この問題は私の人生のなかでも大きな問題である。何を言っているのは伝わりにくいかもしれないけれど。

 

 例えば北朝鮮が核実験を連続的に実施する時などのことだ。「制裁を加えよ」など北朝鮮批判のオンパレードとなっていって、「もっと冷静になれよ」とか「脅威を煽りすぎだ」みたいな主張をすると、「オマエは北朝鮮の仲間か」ということになってどんどん孤立し、ますます北朝鮮批判がエスカレートしていく。そういう際にどうアプローチすべきかという問題のことである。

 

 これって、ずっと存在してきた問題である。代表的なのは国家が戦争に踏みだすときだ。愛国心が煽られ、戦争に反対する世論は糾弾され、孤立していく。何を言っても通用しない。戦争の歴史を調べた研究者に聞いたことがあるけれど、それで成功して戦争を押しとどめられた事例は、過去にはないとされている。成功例は存在しないのだ。

 

 現在で言うと徴用工の問題ということになろう。慰安婦問題の時よりさらに韓国を批判する言論が満ちあふれている。真面目なテレビ番組で真面目な出演者が冷静な議論を展開しようとしても、まったく通用しないほどの沸騰した状態にあるわけだ。

 

 私のささやかな経験から導きだしているのは、こういう場合、沸騰する世論の中にどこか接点がないといけないということだ。そこで共感し合う部分を見つけることができれば、それ以外の大きく異なる問題でも議論になっていくが、ただ違う部分だけを提示すると、聞く耳を持たないということになってしまう。

 

 拉致問題の時もそうだった。

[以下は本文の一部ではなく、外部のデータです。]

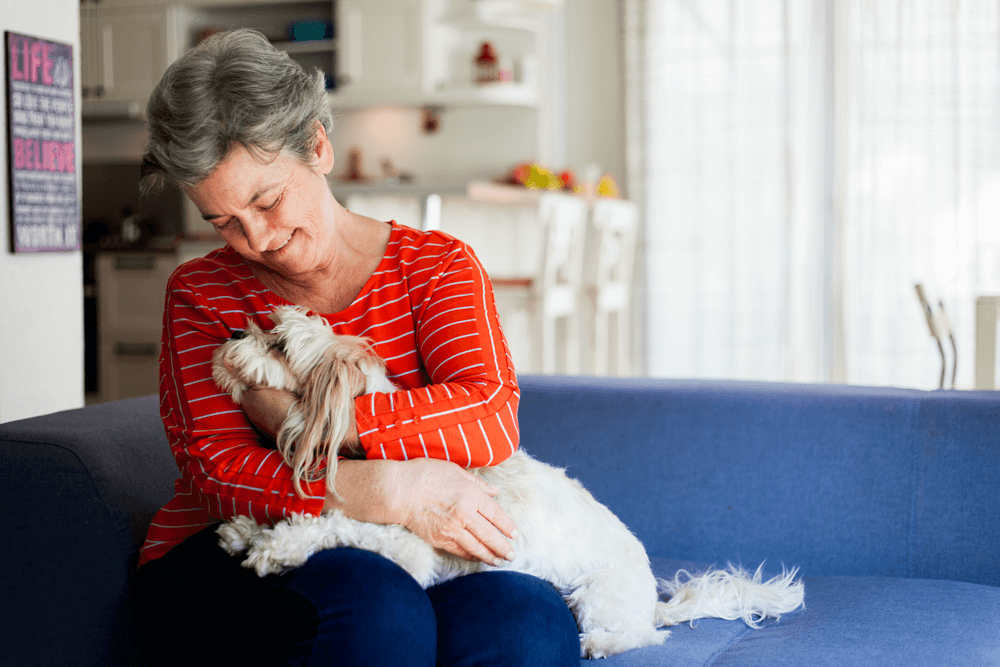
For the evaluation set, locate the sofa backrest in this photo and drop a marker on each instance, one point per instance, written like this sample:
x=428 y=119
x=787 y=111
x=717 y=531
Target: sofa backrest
x=836 y=480
x=81 y=487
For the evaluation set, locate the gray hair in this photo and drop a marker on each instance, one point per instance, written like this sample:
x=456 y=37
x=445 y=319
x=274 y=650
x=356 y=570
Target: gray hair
x=233 y=89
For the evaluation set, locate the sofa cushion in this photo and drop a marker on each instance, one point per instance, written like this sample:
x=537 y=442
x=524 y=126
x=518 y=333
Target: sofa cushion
x=869 y=621
x=853 y=481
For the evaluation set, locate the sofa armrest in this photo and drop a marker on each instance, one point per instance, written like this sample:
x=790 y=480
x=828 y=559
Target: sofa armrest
x=838 y=480
x=81 y=488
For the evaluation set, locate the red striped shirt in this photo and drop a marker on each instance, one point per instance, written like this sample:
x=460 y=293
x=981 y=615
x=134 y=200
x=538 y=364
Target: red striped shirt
x=430 y=312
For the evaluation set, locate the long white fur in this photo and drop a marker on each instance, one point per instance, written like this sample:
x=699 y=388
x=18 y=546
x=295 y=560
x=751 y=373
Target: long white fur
x=565 y=536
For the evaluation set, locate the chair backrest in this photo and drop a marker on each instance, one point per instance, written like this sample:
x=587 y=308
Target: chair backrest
x=564 y=219
x=611 y=250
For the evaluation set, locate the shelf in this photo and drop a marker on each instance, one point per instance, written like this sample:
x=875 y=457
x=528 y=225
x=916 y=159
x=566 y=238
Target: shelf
x=307 y=46
x=494 y=95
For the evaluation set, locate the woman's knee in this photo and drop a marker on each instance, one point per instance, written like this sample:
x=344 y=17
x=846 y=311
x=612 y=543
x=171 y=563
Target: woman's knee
x=370 y=611
x=527 y=618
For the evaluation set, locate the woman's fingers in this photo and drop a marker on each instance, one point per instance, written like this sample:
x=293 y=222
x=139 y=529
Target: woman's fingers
x=452 y=510
x=496 y=516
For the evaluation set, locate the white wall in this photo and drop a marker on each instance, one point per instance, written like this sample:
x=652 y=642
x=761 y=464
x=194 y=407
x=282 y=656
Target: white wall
x=595 y=90
x=41 y=295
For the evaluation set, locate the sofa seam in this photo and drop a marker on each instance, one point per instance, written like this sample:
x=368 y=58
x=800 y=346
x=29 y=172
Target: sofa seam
x=725 y=649
x=916 y=430
x=90 y=478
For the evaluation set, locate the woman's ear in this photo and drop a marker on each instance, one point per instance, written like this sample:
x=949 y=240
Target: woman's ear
x=323 y=151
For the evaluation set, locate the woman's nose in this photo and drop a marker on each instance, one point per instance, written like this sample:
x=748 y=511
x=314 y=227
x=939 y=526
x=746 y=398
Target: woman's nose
x=258 y=233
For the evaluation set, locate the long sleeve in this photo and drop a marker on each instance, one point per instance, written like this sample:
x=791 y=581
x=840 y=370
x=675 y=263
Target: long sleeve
x=430 y=313
x=462 y=395
x=226 y=469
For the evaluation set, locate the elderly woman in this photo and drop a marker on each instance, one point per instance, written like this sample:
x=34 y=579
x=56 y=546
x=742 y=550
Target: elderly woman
x=245 y=132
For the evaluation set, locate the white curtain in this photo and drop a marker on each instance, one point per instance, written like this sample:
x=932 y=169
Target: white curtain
x=922 y=199
x=801 y=164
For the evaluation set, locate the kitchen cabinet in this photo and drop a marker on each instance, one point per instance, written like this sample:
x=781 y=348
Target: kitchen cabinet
x=130 y=290
x=124 y=52
x=381 y=45
x=273 y=19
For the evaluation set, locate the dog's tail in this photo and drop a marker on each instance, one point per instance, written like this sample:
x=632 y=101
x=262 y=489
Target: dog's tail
x=730 y=594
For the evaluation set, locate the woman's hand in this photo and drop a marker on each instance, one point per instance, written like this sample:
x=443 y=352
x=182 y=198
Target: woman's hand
x=447 y=506
x=267 y=408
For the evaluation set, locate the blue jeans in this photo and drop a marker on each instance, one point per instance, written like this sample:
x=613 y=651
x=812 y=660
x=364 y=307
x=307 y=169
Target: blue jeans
x=345 y=607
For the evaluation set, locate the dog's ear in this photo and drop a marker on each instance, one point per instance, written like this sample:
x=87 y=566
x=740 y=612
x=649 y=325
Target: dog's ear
x=326 y=408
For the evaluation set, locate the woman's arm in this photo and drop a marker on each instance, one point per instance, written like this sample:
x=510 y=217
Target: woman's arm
x=440 y=335
x=447 y=506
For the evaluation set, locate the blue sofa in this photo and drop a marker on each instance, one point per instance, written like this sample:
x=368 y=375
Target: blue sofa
x=888 y=500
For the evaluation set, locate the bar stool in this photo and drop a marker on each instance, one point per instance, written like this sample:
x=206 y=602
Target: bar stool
x=611 y=245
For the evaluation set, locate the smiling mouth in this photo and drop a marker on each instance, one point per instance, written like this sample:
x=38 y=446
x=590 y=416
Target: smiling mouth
x=283 y=244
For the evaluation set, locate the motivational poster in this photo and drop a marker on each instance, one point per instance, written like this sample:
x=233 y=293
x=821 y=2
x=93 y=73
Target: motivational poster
x=41 y=142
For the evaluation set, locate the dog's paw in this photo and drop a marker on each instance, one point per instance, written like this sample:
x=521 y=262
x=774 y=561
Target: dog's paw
x=237 y=536
x=599 y=643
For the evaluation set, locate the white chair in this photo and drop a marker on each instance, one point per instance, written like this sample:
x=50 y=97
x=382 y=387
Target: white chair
x=610 y=256
x=987 y=312
x=549 y=301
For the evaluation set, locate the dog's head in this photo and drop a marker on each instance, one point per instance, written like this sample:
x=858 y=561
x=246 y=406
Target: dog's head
x=251 y=357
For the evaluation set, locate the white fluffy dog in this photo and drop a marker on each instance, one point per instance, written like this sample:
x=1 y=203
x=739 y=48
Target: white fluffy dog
x=565 y=536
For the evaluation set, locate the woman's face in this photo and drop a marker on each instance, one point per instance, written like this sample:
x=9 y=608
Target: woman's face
x=279 y=214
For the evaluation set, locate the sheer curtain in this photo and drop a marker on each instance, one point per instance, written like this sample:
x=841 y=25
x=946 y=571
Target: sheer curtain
x=802 y=163
x=922 y=199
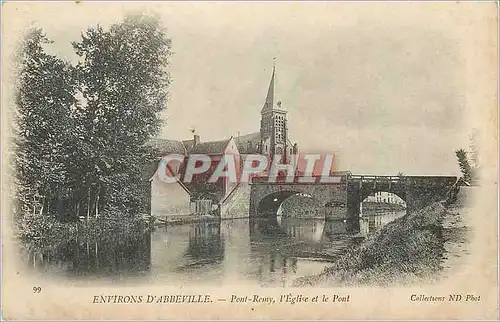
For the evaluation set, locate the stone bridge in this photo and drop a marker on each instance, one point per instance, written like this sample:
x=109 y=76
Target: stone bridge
x=341 y=196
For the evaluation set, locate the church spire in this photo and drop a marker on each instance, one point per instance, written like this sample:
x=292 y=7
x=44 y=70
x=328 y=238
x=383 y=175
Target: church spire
x=269 y=103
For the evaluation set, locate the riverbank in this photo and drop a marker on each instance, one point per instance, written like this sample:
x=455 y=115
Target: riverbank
x=411 y=249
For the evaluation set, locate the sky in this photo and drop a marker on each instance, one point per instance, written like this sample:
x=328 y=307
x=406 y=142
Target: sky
x=386 y=86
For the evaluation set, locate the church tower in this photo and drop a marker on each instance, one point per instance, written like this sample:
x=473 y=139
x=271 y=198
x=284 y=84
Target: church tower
x=273 y=125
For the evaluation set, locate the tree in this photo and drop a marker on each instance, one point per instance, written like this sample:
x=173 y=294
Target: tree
x=44 y=99
x=124 y=81
x=465 y=167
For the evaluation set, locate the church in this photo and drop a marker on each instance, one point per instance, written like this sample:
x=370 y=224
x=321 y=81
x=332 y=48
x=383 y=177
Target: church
x=200 y=196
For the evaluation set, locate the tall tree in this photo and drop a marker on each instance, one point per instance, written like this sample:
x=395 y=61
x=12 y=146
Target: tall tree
x=124 y=81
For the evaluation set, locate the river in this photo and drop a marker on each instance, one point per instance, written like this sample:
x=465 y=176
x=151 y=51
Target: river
x=265 y=252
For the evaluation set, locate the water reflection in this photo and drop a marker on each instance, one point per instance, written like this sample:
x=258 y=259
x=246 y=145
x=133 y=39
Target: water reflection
x=271 y=251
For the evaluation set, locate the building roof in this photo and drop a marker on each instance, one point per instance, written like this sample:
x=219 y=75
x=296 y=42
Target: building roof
x=188 y=144
x=212 y=147
x=168 y=146
x=248 y=143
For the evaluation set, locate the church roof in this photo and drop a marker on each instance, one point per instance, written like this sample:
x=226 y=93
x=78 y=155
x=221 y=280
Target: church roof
x=248 y=143
x=188 y=144
x=269 y=103
x=212 y=147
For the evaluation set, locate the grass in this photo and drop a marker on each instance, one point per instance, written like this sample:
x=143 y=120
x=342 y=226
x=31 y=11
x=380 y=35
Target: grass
x=405 y=251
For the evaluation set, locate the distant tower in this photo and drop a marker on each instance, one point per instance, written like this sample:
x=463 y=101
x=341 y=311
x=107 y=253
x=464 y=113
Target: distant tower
x=273 y=125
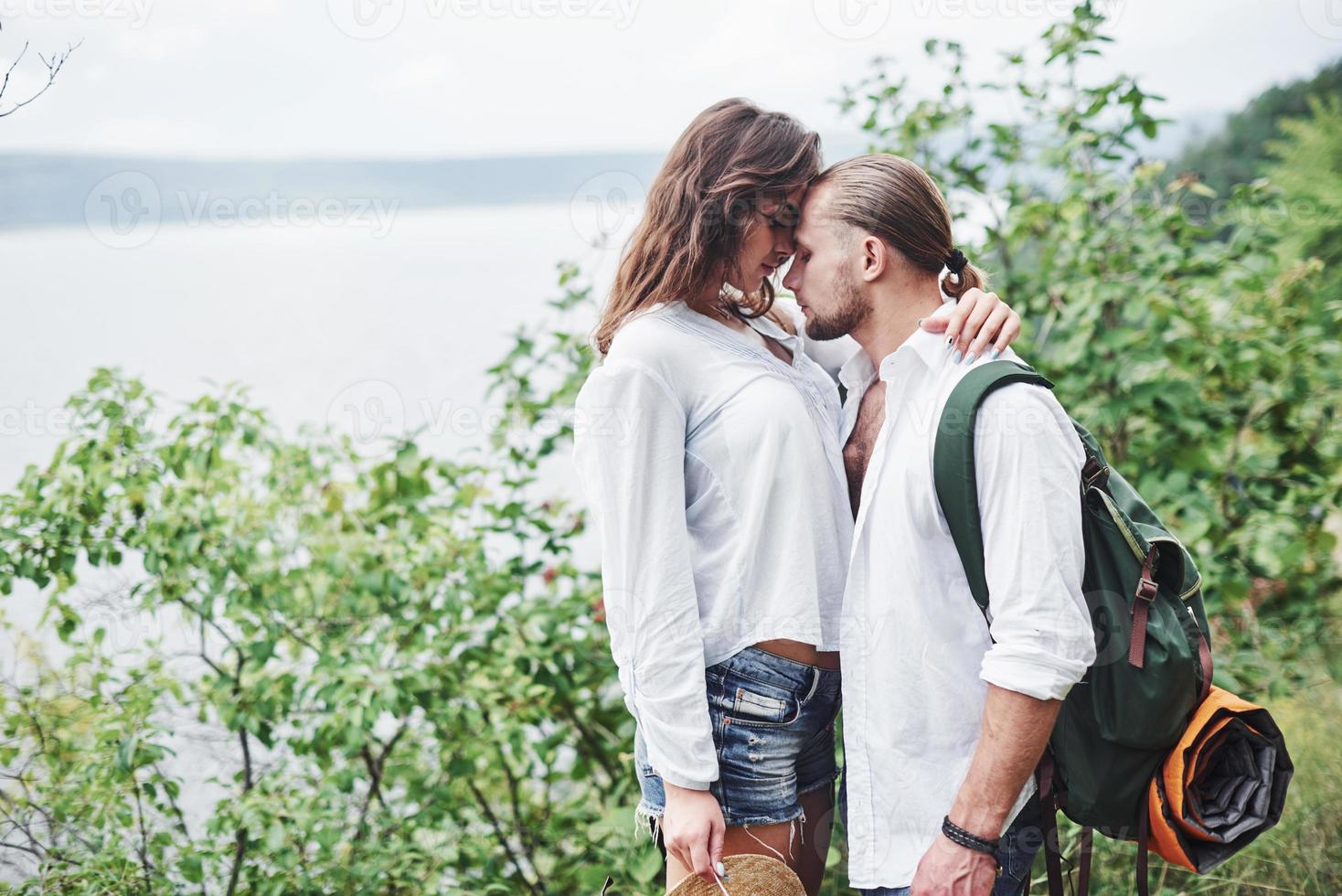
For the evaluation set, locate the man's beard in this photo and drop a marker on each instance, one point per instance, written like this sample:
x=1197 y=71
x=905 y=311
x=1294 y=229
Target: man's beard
x=848 y=315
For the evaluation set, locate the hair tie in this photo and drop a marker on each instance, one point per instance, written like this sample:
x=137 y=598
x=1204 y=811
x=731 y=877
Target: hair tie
x=955 y=261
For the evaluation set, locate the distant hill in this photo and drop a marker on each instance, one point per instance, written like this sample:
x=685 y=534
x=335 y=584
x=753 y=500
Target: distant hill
x=1235 y=153
x=37 y=189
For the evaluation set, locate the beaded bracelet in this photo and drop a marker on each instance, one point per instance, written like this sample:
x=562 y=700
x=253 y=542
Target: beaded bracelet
x=963 y=837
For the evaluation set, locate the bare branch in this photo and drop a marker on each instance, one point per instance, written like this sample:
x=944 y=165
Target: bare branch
x=52 y=65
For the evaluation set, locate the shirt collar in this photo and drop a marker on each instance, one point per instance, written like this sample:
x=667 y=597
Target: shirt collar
x=857 y=373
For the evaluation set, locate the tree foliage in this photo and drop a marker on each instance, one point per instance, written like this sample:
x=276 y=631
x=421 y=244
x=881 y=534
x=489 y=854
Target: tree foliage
x=290 y=668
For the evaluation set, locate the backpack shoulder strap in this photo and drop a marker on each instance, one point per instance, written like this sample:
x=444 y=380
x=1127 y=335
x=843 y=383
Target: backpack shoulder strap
x=953 y=462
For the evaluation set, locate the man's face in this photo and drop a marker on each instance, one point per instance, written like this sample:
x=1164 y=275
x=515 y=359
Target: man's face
x=823 y=272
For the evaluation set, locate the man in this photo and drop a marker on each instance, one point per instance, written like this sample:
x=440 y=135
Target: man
x=945 y=715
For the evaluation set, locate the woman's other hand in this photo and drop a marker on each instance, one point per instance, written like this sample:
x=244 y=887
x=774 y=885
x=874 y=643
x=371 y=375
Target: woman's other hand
x=980 y=322
x=693 y=829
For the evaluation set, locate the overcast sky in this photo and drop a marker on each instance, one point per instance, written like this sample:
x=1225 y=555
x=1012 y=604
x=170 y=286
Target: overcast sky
x=431 y=78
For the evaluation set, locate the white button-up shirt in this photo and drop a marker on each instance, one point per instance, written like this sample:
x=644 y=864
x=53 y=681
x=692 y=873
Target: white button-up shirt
x=917 y=654
x=714 y=474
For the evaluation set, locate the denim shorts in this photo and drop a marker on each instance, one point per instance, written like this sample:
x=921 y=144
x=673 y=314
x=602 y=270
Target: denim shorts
x=773 y=726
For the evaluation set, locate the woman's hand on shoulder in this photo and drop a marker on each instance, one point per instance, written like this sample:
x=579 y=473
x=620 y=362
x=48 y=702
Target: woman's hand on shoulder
x=693 y=829
x=980 y=324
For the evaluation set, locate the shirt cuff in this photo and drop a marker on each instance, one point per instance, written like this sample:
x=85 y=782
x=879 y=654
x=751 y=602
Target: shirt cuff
x=685 y=783
x=1035 y=675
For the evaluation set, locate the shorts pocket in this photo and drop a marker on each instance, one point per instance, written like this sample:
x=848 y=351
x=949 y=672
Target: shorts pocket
x=748 y=702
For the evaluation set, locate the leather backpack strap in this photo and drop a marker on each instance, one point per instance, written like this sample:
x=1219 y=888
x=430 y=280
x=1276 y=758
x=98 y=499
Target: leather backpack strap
x=953 y=463
x=1049 y=824
x=1144 y=830
x=1083 y=875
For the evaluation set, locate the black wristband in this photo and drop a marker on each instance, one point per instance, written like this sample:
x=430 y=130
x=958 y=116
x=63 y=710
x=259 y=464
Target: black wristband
x=963 y=837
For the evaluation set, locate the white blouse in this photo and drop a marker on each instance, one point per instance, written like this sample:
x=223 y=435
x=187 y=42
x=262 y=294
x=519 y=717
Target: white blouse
x=714 y=473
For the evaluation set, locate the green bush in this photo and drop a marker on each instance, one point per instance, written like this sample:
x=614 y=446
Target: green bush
x=400 y=666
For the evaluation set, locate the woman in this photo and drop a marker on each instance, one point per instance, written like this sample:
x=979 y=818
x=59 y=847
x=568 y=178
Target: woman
x=708 y=444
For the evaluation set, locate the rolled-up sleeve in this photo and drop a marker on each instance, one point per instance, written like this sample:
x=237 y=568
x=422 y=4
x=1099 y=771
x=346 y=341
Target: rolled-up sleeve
x=630 y=432
x=1028 y=460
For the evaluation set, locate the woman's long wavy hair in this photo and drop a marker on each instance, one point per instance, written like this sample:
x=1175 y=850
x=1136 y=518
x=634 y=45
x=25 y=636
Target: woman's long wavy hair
x=701 y=206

世論は制裁を求めていて、私も拉致問題というのは経済制裁に値するという立場をとった。軍事制裁は支持したことがなかったが、制裁一般は否定しないということで、制裁派の人々とも議論を重ねることができた。そうすると、制裁だけでは問題が解決しなくて、「強い外交が必要だ」という議論に発展させることも可能になったと感じる。

 

 徴用工問題も、少しでも耳を傾けてもらうには、何を語るかよりも、どう語るかが大事だ。先日、日本政府がケンカが下手だから、そのやり方を教えるという視点で記事を書いたのもその一環である。その範囲では日本政府の側に立っているみたいだが、中身は謝罪しなさいと言っているわけだ。

 

 まあ、まどろっこしくて、納得されるどころか、右からも左からも相手にされないということもあるんだけどね。でも、沸騰している時こそ、どう対話するかを考えないとダメというのは、私の信念なのである。